Albanese and Cunningham said they are scheduled to meet with Kathryn Hutchinson, vice president for the division of student affairs, on Friday to discuss the staff’s concerns.
The abrupt news of the move drew concern from deans and professors associated with the communication field according to people spoken to for the story. Director of the journalism program and Associate Professor Mark Prendergast said it is in the best interest of the Torch and the journalism department for the newspaper to continue using its current space.
“I was troubled by [the news] especially given the description to me of the new quarters which don’t sound very conducive to the operations of the Torch, the fostering of a little journalism culture for our journalism students and for the teaching of the practicum [class] which traditionally uses the Torch newsroom and produces stories for the Torch,” he said.
In the meeting between staff and Baccala, Adamo-Grimes and Geiger, the administrators said the Torch, in its current office, was originally intended to utilize the cubicle space that borders around its computers and has since taken over most of the room. The new location would be equal in terms of square footage to that originally intended space.
According to the plans, the Torch would have access to a conference room across the hall from the new space, while the newspaper’s archives would be relocated to space near a secretary’s desk in room 123; which means The Torch would be split into three different fluctuating locations, the staff said.
“I think this all stems from a misunderstanding of how a real print newspaper works,” Cunningham said. “Our needs were not assessed, we were not consulted, the former E-board was not consulted on how we can move forward.”
The Torch staff comprises 13 editors and two business managers, all of whom are expected to be present during the production of the paper each Tuesday, Albanese and Cunningham said. Also present for production are copy editors – usually numbering around five – and staff writers who come and go.
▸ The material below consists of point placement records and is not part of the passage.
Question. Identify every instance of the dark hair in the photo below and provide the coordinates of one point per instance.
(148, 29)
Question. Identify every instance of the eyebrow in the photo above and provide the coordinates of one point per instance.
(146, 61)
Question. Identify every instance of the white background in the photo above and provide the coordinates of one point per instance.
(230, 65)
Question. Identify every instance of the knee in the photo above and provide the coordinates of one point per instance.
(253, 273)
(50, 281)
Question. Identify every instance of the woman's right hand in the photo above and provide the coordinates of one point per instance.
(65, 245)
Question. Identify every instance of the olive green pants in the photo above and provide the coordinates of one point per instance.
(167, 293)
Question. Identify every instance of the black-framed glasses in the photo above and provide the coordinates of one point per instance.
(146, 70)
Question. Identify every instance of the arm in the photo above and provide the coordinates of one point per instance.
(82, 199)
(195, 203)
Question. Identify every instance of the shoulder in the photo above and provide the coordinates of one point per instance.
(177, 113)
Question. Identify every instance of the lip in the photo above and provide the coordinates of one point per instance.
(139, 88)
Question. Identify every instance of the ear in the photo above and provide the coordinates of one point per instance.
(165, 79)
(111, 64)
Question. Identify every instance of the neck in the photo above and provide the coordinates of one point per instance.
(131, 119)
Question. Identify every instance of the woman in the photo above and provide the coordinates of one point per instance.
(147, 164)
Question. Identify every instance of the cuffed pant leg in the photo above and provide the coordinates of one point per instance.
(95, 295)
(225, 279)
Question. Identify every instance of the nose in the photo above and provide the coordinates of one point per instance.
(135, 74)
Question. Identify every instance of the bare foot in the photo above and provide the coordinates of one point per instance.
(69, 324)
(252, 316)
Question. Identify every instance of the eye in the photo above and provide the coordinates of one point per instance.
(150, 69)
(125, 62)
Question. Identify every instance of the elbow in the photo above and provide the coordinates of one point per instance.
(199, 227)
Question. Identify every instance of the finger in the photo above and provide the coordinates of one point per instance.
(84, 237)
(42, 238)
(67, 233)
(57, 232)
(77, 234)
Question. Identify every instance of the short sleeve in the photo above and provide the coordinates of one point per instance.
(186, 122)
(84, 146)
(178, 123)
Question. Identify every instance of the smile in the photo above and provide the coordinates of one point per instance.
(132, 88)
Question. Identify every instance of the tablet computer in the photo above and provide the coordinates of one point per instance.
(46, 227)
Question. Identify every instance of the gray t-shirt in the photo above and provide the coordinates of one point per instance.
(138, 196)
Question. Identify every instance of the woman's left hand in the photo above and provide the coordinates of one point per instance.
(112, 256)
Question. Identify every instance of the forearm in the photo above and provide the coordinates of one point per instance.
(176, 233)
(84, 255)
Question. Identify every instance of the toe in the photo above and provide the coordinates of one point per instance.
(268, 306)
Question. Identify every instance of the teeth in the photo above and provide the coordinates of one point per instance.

In total, more than 20 people are in the office at some points during a typical Tuesday production night.
“There’s no way 15 or 20 people can fit into that room with desks and chairs and frankly it might be a fire hazard to have that many people in there,” Cunningham said.
The Torch had no knowledge of the third organization mentioned in Geiger’s statement that is allotted the same office as the paper, but when asked, the University spokeswoman clarified, saying that it is the Sequoya Literary and Arts Magazine.
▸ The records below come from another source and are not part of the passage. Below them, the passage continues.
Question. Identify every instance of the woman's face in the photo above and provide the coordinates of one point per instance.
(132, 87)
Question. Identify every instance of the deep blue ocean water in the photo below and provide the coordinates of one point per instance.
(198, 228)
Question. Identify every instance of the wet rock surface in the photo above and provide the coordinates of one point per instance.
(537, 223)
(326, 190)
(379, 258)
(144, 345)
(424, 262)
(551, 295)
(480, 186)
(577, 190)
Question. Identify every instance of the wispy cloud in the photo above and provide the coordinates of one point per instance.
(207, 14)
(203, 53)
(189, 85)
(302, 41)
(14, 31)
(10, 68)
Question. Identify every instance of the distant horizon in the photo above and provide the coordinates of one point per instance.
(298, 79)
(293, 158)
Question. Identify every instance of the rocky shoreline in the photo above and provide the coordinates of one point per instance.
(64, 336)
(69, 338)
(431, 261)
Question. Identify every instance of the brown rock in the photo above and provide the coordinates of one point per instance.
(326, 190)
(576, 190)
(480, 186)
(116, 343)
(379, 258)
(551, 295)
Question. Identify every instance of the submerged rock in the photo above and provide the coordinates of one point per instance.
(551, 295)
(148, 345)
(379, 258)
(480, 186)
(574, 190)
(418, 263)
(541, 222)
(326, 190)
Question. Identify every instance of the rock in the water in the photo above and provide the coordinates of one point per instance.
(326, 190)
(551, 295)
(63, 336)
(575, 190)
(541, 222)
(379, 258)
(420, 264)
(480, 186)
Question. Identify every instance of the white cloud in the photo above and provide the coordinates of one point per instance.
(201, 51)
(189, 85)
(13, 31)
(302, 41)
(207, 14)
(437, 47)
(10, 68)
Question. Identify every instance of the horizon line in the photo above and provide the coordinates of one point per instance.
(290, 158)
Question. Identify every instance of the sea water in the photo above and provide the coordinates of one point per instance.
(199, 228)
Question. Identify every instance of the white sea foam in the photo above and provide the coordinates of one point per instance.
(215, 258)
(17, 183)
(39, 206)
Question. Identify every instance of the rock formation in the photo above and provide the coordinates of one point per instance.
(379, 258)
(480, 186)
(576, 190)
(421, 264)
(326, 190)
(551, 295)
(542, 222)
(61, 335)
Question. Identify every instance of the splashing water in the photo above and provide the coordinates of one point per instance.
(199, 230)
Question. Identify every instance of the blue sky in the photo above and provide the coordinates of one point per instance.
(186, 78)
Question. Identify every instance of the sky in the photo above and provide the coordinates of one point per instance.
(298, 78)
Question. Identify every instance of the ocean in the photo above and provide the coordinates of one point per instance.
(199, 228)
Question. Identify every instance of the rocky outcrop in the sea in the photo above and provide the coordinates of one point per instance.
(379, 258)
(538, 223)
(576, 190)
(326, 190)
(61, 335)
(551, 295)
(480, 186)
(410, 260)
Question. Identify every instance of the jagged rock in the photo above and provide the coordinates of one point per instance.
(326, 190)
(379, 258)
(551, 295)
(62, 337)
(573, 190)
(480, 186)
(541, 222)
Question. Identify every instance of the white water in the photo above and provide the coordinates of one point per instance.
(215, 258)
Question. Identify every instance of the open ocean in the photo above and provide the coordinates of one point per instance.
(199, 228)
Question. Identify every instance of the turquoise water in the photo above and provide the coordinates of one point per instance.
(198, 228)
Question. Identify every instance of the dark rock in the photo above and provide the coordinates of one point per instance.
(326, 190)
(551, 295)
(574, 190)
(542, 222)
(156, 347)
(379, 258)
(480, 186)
Incoming Editor-in-Chief of the magazine — and current Chief Copy Editor of the Torch — Natalie Hallak said she wasn’t aware the magazine had space in the room.
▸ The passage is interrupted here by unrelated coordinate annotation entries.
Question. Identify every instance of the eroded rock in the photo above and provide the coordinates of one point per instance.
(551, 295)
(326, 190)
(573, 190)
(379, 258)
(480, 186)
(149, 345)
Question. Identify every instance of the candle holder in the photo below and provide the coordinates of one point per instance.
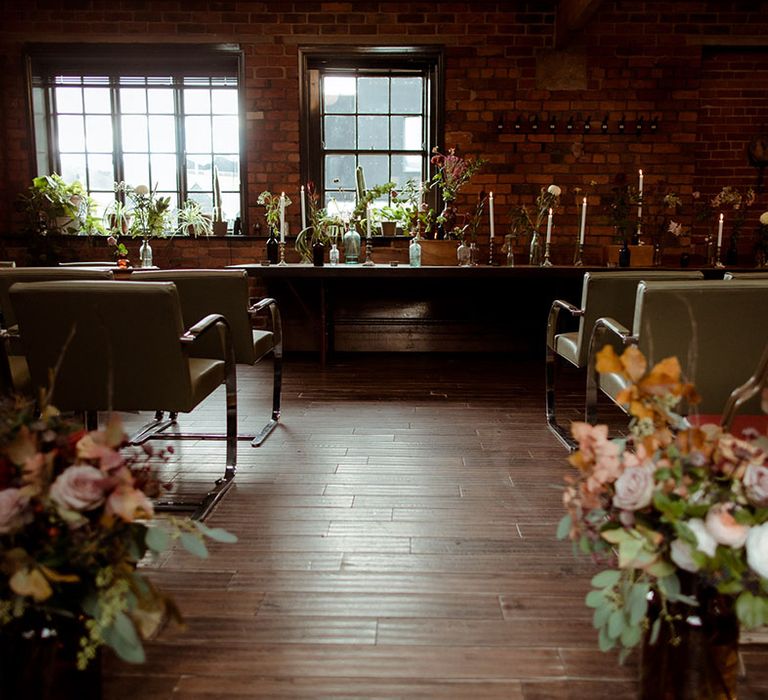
(369, 253)
(577, 259)
(718, 264)
(546, 262)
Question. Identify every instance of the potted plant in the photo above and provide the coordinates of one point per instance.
(192, 221)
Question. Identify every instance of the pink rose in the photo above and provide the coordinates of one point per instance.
(634, 488)
(724, 528)
(756, 484)
(12, 510)
(80, 487)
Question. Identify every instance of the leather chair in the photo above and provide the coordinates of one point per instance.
(603, 294)
(120, 346)
(225, 292)
(14, 373)
(715, 328)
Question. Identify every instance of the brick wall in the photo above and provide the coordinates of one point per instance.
(671, 61)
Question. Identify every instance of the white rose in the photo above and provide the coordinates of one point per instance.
(724, 528)
(634, 488)
(80, 487)
(757, 550)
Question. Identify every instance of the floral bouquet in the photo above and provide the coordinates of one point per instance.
(75, 520)
(677, 513)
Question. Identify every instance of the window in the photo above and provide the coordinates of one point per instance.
(377, 108)
(146, 115)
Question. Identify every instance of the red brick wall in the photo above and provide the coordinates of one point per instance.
(643, 58)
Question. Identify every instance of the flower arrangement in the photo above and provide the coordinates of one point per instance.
(452, 172)
(668, 504)
(75, 520)
(149, 214)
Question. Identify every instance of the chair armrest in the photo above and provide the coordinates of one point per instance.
(553, 320)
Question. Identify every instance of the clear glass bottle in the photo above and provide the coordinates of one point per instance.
(145, 254)
(414, 252)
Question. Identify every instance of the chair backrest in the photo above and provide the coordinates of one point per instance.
(11, 275)
(214, 291)
(613, 294)
(116, 344)
(717, 329)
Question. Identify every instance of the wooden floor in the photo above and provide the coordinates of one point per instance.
(396, 541)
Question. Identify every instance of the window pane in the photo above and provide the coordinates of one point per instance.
(160, 101)
(197, 101)
(71, 134)
(373, 132)
(340, 132)
(163, 171)
(407, 95)
(99, 133)
(73, 167)
(162, 134)
(373, 95)
(199, 173)
(224, 101)
(339, 173)
(135, 133)
(339, 94)
(406, 133)
(69, 100)
(376, 169)
(406, 168)
(198, 134)
(136, 169)
(100, 171)
(133, 100)
(97, 100)
(226, 134)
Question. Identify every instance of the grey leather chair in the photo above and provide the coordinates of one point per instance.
(121, 346)
(603, 294)
(717, 329)
(225, 292)
(14, 373)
“We meet in the writing center conference room,” she said. “And I had no idea that [room 125] was for Sequoya use as well.”
In his statement, Geiger said that a follow-up meeting between administrators and Torch staff was proposed for the near-future and that a suggestion to move to another location was being considered.
Another concern voiced by people affected by the move was the closure of a space used to foster journalism discussion, host guest journalists as speakers and simply provide an area for like-minded students to gather.
“Journalism is a collaborative effort. Journalists work together to gather information, to analyze information, to prepare information and to present it,” Prendergast said.
“If our students merely go to class and then go out on their own without a place to sort of gather and work together, the program suffers. It’s always been my desire to see the Torch be a sort of focus of the journalism community on campus where students who are majoring in journalism or deeply interested in it – that’s a place to go, to work together on the Torch, but also just to be together.”
The reporting in this article was done by Kieran Lynch, who ended his year-long tenure as Editor-in-Chief of the Torch this March. He was asked by the current editorial board to report independently on the story involving the paper. The article was edited by former Torch editors and was not viewed by the current Torch staff before publication.